Tuesday, June 24, 2008

Film #55: Sharky's Machine

All Atlantans of a certain age have a soft spot for this Burt Reynolds movie that, like it or not, remains one of the best ones ever shot in the ATL. I think it's a lotta fun and probably Reynolds' finest directorial outing. It's adapted from Georgia author William Diehl's best seller
about Tom Sharky, an Atlanta homicide detective obsessively tracking a local mobster (a slimy Vittorio Gassman). He keeps on with this even after being busted down to the city's seedy vice department, where Sharky starts recruiting members of his machine (including old guy Brian Keith, goofy technician Richard Libertini, vice chief Charles Durning, mousy forensics expert John Fiedler, and cool black dude Bernie Casey). Beautiful British model Rachel Ward made her feature film debut playing Gassman's premier $1000-a-night call girl (with whom Reynolds naturally falls in love). The scenes with the Machine provide a lot of good comic relief that matches nicely with the more violent portions of the film (highlighted by a deliciously over-the-top bad-guy turn from coke-snortin' Henry Silva).
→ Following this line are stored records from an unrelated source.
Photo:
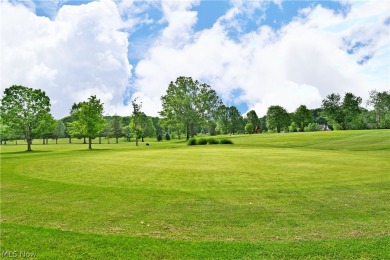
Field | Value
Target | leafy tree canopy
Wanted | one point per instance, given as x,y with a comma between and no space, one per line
25,109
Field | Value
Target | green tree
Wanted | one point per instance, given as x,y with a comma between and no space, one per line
277,118
189,103
23,109
5,133
116,127
303,117
254,119
223,119
127,132
46,127
381,103
145,127
249,128
89,120
136,120
60,131
341,113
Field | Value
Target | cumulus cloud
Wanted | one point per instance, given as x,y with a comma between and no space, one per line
81,52
298,64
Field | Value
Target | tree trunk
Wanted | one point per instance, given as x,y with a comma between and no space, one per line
29,141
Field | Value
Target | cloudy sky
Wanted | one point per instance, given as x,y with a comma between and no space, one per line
253,53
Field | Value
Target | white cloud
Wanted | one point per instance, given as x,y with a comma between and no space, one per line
81,52
299,64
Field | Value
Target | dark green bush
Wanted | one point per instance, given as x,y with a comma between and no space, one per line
191,141
202,141
225,141
212,141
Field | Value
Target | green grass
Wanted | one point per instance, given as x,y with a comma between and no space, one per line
297,195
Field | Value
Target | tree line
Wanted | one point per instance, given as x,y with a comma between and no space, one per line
188,108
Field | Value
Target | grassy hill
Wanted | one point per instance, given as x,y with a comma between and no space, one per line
296,195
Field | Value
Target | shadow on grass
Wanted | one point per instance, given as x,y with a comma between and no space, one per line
26,152
94,150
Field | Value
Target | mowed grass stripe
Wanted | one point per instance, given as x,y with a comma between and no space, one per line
54,244
249,192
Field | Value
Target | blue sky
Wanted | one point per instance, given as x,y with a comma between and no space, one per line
254,53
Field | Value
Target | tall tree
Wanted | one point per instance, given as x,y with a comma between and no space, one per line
189,103
89,120
46,127
381,103
24,108
303,117
116,127
277,118
341,113
223,120
136,120
60,130
254,119
236,122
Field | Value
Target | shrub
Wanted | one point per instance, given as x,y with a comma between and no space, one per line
212,141
312,127
225,141
191,141
202,141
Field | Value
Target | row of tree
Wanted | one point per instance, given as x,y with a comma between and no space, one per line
189,108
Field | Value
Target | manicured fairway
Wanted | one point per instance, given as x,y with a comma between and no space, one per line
297,195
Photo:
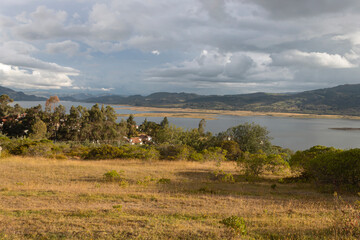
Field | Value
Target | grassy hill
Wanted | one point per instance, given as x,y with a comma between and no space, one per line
70,199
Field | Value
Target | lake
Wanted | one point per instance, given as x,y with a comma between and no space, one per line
293,133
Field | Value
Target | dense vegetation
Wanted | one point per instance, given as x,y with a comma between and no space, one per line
178,184
94,134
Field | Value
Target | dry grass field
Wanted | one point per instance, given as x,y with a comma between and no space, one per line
69,199
212,114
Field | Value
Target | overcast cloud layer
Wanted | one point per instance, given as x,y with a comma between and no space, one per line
201,46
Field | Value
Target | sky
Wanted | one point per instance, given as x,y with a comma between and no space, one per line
200,46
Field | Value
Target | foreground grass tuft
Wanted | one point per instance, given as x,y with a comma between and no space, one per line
68,199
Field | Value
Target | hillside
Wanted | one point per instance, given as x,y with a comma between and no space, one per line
343,99
19,96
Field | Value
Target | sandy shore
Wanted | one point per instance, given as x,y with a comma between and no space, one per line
212,114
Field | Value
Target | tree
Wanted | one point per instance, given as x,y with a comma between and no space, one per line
38,130
51,103
131,126
202,125
251,137
4,107
164,123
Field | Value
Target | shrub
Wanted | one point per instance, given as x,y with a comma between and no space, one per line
104,152
27,147
195,156
164,181
301,159
174,152
236,224
222,176
336,167
256,163
215,154
113,176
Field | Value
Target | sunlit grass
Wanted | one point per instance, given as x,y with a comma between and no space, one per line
68,199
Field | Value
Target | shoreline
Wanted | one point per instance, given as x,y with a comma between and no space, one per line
212,114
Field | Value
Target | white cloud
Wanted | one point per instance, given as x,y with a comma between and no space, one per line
155,52
215,67
312,59
11,76
68,47
19,69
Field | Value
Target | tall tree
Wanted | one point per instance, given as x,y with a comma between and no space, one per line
164,123
51,102
201,128
251,137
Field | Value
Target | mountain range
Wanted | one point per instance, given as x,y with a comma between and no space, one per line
343,99
19,96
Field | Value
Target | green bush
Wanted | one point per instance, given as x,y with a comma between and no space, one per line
174,152
27,147
256,163
215,154
236,224
301,159
104,152
195,156
113,176
336,167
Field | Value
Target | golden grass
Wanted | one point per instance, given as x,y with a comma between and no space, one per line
212,114
69,199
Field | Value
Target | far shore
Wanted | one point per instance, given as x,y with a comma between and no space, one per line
212,114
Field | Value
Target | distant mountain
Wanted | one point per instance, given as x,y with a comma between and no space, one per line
19,96
343,99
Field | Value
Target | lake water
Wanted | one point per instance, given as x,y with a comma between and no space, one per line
293,133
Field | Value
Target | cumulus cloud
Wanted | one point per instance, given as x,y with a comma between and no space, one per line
45,23
12,76
212,66
312,59
19,69
249,42
68,47
305,8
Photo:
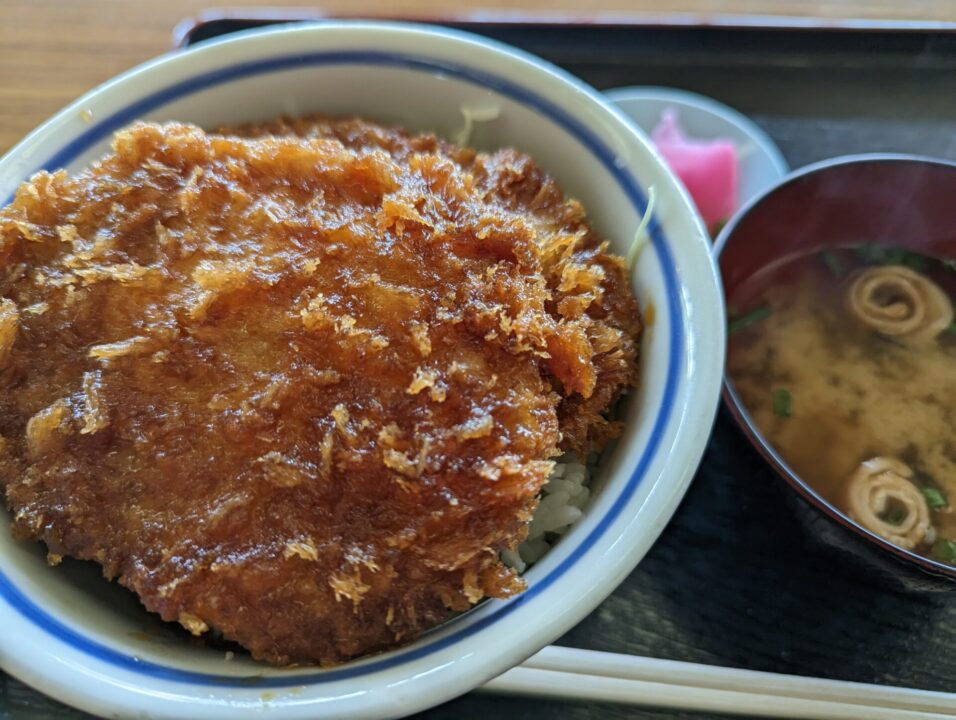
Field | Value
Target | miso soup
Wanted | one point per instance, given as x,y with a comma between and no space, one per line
846,361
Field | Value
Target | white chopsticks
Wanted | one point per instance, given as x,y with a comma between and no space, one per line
600,676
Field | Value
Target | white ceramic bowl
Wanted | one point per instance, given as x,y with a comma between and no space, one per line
70,634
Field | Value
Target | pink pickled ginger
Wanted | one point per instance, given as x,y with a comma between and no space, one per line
709,169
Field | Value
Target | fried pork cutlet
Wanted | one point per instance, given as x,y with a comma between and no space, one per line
300,383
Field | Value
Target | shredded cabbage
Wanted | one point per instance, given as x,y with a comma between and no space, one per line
640,237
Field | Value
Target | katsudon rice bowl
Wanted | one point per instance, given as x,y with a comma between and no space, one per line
500,378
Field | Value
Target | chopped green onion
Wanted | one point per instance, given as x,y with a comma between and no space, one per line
832,262
944,551
782,403
870,253
751,318
935,498
914,262
881,255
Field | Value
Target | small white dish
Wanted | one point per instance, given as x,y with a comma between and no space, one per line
66,632
761,162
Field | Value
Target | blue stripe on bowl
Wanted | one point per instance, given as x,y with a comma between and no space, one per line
505,87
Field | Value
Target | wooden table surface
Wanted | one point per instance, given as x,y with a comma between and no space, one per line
733,581
51,51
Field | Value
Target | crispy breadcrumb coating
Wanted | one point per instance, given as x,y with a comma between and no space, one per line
301,383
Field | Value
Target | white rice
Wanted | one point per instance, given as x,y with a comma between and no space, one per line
563,499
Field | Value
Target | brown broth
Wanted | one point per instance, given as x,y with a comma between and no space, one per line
853,394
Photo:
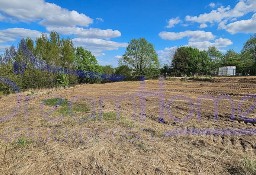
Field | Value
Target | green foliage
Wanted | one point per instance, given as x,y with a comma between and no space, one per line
141,57
108,69
190,61
249,56
63,80
86,61
125,71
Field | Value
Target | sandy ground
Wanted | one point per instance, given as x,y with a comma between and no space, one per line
152,127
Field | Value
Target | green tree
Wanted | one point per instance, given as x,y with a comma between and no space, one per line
125,71
249,54
141,57
87,62
108,69
190,61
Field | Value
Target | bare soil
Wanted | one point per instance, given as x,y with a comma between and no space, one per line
152,127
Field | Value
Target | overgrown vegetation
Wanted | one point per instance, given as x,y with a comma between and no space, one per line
66,107
54,62
249,166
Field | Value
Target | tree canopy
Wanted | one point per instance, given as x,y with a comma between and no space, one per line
141,57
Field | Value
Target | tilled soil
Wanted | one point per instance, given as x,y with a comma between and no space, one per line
151,127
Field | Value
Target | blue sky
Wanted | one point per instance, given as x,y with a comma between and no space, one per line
106,27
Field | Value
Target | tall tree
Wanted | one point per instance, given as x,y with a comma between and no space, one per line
141,56
249,54
67,53
190,61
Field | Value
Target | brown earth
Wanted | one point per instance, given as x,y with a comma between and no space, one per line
159,127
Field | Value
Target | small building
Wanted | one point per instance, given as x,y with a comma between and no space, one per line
227,71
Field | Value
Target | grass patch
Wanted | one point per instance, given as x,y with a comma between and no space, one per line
126,123
249,165
55,102
201,78
109,116
66,107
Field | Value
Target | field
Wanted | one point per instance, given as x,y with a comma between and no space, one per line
173,126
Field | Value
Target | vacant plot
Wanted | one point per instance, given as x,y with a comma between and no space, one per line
175,126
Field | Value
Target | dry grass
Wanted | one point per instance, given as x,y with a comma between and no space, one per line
105,130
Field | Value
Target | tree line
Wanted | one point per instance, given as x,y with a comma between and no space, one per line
28,65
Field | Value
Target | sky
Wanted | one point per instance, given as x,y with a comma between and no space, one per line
106,27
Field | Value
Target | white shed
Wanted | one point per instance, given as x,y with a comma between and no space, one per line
227,71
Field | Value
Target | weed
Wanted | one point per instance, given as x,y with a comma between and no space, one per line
55,102
65,107
126,123
109,116
249,165
23,142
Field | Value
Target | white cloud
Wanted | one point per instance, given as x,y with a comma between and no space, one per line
12,34
192,35
202,26
97,46
242,26
88,33
242,8
166,55
1,17
100,19
204,45
48,14
118,56
172,22
212,5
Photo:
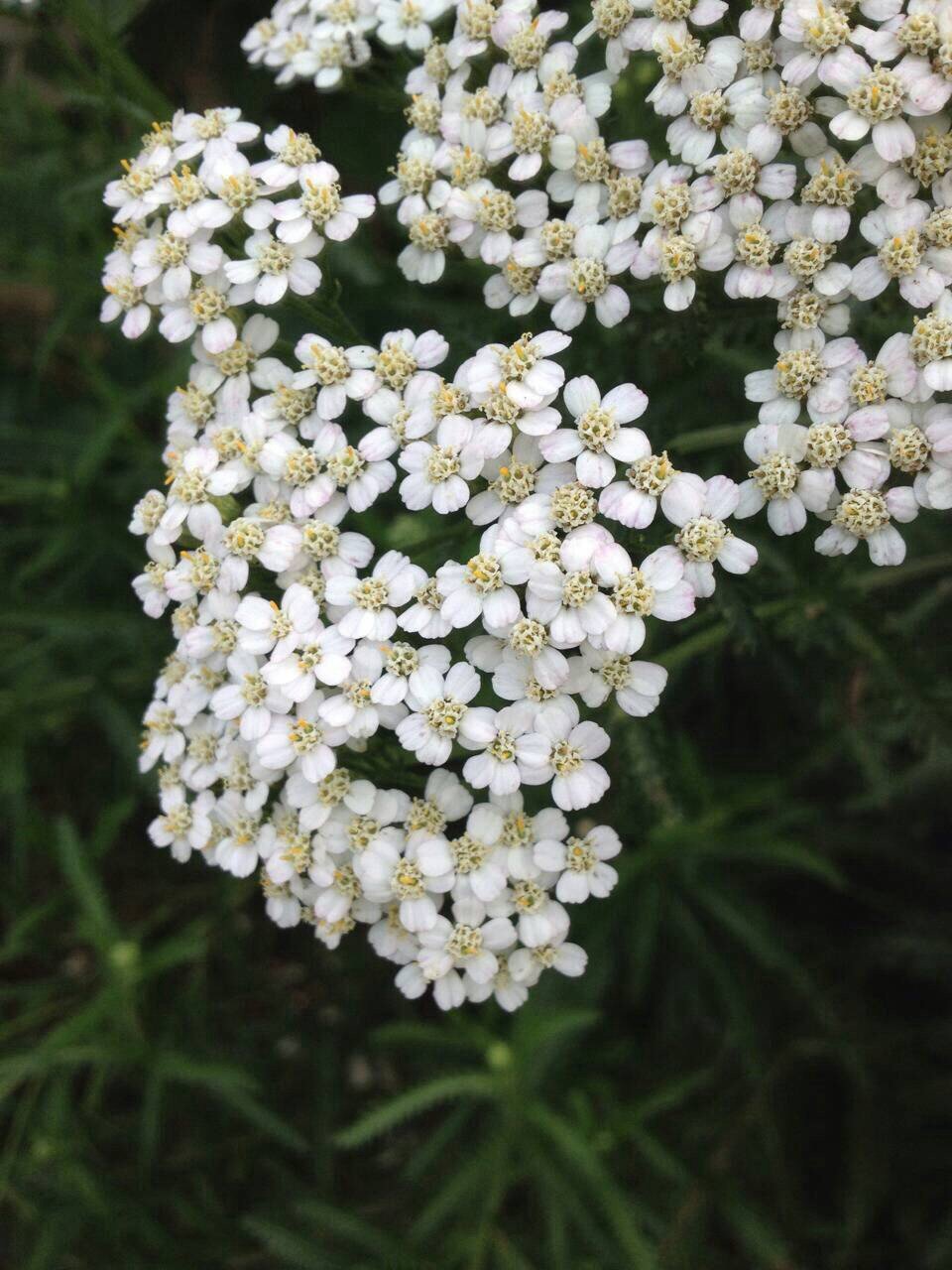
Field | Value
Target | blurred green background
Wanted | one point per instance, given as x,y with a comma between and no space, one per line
756,1071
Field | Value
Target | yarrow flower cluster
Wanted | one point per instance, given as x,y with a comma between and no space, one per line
807,159
301,647
321,40
202,230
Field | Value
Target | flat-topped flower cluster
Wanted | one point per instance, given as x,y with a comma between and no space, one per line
322,40
807,160
308,656
301,647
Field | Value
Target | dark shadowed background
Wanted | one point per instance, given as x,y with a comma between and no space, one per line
756,1071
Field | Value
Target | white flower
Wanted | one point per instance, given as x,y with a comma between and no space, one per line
904,254
527,370
407,22
206,309
572,285
580,864
125,298
354,707
638,685
366,604
238,851
400,661
293,154
483,587
599,437
867,515
467,944
485,217
655,588
172,262
495,734
343,373
301,742
182,826
563,751
699,509
817,377
272,267
439,706
777,479
318,207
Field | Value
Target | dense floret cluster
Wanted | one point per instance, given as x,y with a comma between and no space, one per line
809,163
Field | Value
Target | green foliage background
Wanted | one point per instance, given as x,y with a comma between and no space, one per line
756,1071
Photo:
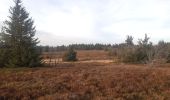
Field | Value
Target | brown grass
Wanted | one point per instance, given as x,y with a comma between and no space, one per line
86,81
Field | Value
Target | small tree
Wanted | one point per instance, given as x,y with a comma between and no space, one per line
145,50
18,40
129,40
70,55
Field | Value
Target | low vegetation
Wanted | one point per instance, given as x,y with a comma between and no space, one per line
88,81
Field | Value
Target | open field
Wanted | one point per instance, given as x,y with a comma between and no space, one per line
86,81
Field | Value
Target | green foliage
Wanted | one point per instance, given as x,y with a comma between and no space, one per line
70,55
18,39
129,40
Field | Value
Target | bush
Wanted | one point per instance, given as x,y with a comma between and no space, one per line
70,55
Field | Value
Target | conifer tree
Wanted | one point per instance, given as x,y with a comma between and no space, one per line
18,38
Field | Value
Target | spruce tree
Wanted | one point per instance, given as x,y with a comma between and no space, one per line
18,38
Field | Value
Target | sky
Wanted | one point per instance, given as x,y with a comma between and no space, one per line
66,22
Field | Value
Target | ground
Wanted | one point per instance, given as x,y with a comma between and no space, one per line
93,77
86,81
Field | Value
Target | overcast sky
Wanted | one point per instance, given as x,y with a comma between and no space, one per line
96,21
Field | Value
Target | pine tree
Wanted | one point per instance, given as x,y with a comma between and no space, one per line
18,38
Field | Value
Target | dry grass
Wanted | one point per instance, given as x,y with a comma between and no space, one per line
86,81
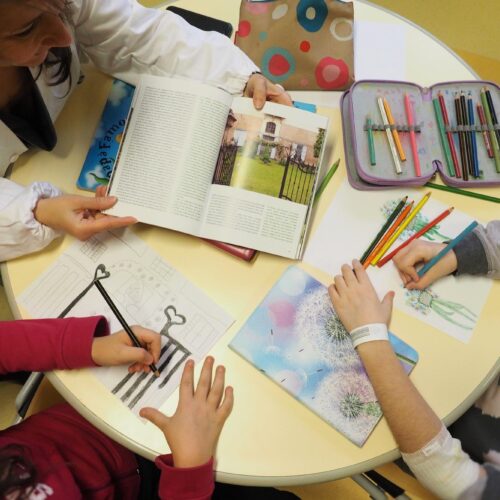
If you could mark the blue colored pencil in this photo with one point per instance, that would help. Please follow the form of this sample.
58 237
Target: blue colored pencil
475 161
452 244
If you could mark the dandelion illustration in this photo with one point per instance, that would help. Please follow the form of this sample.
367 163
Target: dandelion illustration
317 323
427 301
417 223
347 401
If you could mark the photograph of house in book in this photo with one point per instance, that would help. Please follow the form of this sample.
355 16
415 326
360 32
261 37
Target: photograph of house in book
269 154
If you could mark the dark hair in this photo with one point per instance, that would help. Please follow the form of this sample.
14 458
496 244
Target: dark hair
17 472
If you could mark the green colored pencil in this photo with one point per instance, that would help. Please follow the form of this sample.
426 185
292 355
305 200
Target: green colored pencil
371 145
326 180
442 134
463 192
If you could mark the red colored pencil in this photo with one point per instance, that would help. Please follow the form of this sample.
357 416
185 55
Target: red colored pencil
390 232
451 142
486 137
431 224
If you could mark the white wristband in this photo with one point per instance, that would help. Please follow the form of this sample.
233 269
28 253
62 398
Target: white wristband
367 333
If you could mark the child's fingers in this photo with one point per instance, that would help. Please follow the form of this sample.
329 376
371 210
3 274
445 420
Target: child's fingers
217 390
227 404
205 380
186 388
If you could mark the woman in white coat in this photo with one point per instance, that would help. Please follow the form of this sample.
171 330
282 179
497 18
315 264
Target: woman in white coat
42 44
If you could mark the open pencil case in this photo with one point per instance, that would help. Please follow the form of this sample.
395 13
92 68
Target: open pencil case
360 111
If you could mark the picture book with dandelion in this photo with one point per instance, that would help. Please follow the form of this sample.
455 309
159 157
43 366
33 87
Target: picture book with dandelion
295 338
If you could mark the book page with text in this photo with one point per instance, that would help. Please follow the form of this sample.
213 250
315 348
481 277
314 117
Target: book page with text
165 167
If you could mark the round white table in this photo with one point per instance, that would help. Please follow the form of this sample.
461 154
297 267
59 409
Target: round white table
270 438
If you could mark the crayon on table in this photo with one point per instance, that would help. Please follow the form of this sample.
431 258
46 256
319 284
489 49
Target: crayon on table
413 137
426 228
444 142
449 134
390 139
390 232
384 228
371 144
452 244
395 133
401 228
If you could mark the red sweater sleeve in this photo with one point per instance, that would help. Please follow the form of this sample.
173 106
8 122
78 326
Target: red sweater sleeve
193 483
49 344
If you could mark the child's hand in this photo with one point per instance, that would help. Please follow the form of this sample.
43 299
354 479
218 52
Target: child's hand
118 349
80 216
420 252
193 431
355 300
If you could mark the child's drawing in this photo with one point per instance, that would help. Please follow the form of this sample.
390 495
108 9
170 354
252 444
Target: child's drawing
295 338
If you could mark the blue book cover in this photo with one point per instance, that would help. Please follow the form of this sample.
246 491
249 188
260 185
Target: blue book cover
101 156
295 338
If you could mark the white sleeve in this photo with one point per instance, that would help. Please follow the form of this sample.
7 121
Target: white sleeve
126 39
20 232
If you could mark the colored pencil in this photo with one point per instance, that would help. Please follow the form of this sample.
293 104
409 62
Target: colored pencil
452 244
384 228
326 179
492 113
401 228
371 144
390 139
484 126
493 137
401 217
463 192
475 161
122 321
413 137
449 134
395 134
426 228
468 140
461 139
442 135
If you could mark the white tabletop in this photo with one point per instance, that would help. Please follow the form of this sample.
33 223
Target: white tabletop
270 439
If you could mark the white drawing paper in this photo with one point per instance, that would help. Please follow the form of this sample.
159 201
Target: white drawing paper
147 291
452 304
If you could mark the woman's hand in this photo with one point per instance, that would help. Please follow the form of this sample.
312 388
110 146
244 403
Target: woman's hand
80 216
355 300
118 349
193 431
261 90
420 252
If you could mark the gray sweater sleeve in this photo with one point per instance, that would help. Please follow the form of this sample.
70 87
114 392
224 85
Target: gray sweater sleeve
479 252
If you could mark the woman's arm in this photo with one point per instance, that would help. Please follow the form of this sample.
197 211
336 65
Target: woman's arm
126 39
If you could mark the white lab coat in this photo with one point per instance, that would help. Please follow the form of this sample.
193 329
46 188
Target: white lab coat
124 39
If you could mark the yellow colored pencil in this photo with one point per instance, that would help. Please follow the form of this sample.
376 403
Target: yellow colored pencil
401 228
395 134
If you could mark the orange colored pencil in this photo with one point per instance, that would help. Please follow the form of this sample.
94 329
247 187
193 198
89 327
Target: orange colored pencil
431 224
390 232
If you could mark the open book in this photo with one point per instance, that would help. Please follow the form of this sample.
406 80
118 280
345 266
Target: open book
195 159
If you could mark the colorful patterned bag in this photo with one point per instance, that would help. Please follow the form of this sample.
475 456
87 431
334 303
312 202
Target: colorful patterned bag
300 44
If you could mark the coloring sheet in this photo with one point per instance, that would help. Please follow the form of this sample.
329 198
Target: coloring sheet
295 338
147 291
452 304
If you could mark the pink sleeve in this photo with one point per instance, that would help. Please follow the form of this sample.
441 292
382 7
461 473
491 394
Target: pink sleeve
49 344
194 483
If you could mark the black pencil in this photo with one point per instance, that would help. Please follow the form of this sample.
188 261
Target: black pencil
492 112
122 321
384 228
461 139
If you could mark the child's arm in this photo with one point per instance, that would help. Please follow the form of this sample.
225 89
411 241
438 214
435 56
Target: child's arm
435 458
192 433
50 344
478 253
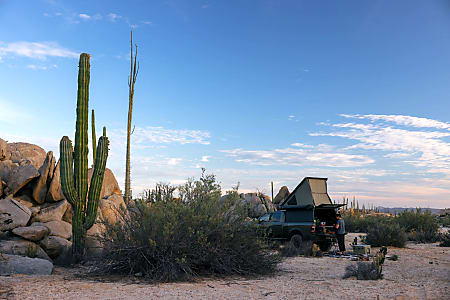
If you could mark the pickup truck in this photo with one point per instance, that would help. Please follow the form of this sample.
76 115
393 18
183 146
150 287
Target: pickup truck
317 224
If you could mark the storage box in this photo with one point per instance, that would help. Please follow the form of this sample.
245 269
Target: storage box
361 249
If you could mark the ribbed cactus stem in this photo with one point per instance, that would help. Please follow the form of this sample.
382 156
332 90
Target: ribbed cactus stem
74 166
81 132
94 139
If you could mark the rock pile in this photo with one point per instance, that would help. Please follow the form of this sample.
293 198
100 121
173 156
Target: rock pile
35 217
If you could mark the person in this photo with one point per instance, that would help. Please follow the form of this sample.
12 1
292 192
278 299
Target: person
340 233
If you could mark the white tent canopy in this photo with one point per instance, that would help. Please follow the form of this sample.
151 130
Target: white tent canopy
312 191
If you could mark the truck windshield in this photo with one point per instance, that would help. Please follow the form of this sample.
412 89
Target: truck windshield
276 216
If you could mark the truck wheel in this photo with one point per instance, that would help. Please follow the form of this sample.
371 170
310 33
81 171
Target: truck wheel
296 240
324 246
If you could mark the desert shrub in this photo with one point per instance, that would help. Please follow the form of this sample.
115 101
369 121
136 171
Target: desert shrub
295 248
423 236
421 226
361 223
444 220
386 233
363 271
445 240
179 240
368 270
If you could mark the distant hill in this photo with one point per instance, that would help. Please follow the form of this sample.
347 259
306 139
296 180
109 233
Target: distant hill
396 210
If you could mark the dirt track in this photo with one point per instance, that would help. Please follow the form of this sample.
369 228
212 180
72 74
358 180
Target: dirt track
422 272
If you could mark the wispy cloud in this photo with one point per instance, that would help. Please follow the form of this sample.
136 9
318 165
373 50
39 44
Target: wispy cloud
114 17
302 155
403 120
41 67
38 50
420 148
149 136
85 17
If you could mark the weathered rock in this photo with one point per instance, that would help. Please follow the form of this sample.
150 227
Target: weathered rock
32 233
54 212
55 193
110 207
51 171
3 149
59 228
34 211
13 214
19 246
6 167
282 194
109 186
20 152
55 245
40 186
25 200
20 176
15 264
94 247
69 214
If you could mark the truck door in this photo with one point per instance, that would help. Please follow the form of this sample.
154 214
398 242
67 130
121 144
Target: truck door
276 224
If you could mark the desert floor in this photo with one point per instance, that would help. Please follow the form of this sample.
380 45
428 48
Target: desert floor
422 272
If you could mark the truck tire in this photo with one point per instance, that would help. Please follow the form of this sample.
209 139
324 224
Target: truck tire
296 240
324 246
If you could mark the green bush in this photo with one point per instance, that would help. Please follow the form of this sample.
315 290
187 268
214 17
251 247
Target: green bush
421 226
179 240
387 233
445 240
361 223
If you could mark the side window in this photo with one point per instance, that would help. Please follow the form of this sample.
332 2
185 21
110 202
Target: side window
265 218
293 201
276 216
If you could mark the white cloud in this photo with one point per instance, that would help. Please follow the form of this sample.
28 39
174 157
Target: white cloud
321 155
173 161
39 50
41 67
114 17
403 120
164 135
84 17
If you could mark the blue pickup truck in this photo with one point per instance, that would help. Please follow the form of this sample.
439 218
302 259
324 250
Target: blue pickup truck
306 214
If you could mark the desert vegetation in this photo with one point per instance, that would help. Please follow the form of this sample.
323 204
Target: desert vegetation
394 230
165 238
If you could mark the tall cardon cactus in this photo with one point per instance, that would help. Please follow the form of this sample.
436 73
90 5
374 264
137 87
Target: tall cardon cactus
74 166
A former Georgia native, Burt Reynolds has an affinity for Atlanta that shines right through on Sharky's Machine. The city's 1982-era locations are put to optimal use, from the opening shootout outside City Hall to
the climactic race to the top of the 72-story Peachtree Plaza Hotel (the closing scene features a stunt by Dar Robinson that still holds the record for longest free-fall stunt in motion picture history). The opening image of the hotel, set to Randy Crawford's "Street Life," gives me chills especially when the helicopter shot centers in on a tough Reynolds navigating the city's train tracks. Sharky's Machine looks good, having been
photographed by William A. Fraker (1941, WarGames), and it sounds good, too, scored with an energetic collection of jazz standards and originals by Mel Torme, Sarah Vaughn, Peggy Lee, and The Manhattan Transfer. Violent yet often quite funny, I think Sharky's Machine has had a big influence on Quentin Tarantino, for one; it's filled with the sort of cheeky banter and bravado that runs all through his films (plus he used "Street Life" as a song in Jackie Brown). I'm curious to see if anyone out there agrees that it must be a Tarantino favorite. Just look at this clip and tell me this doesn't feel like something Q.T. ate up as a kid.

1 comment:

  1. It's one of my all-time favorite movies. So much so that I once recorded the entire audio track onto cassettes so I could listen to the movie on my weekly 2-hour drives between 2 towns.